A Financial Mail report says that after 18 months of negotiations, the parties in Nedlac are deadlocked with labour favouring a national minimum of around R3 500/month, business arguing for R1 800/month and government somewhere between the two. And, the report says, their task hasn’t been made easier by two of SA’s top universities producing large bodies of diametrically opposed research. Wits University’s National Minimum Wage Research Initiative finds that an NMW, if set at a meaningful level above the lowest sectoral minimum wages, could reduce working poverty and inequality in SA while lifting income, spending, productivity, investment, output and growth.
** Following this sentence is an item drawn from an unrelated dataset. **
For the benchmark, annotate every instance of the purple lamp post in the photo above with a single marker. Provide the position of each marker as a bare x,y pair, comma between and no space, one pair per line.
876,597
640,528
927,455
And it could do so without causing significant job losses. University of Cape Town research finds, however, that a minimum wage of R3 400 could cause more than 500 000 job losses even under moderate assumptions. Moreover, any beneficial impact on wage inequality and poverty would be relatively modest, given that many of SA’s poorest households have very few or no wage earners. The report says the panel’s job is to make sense of the conflicting research to enable government to choose that benign level for an NMW, where the protection of workers’ wages is balanced against the need to prevent job losses.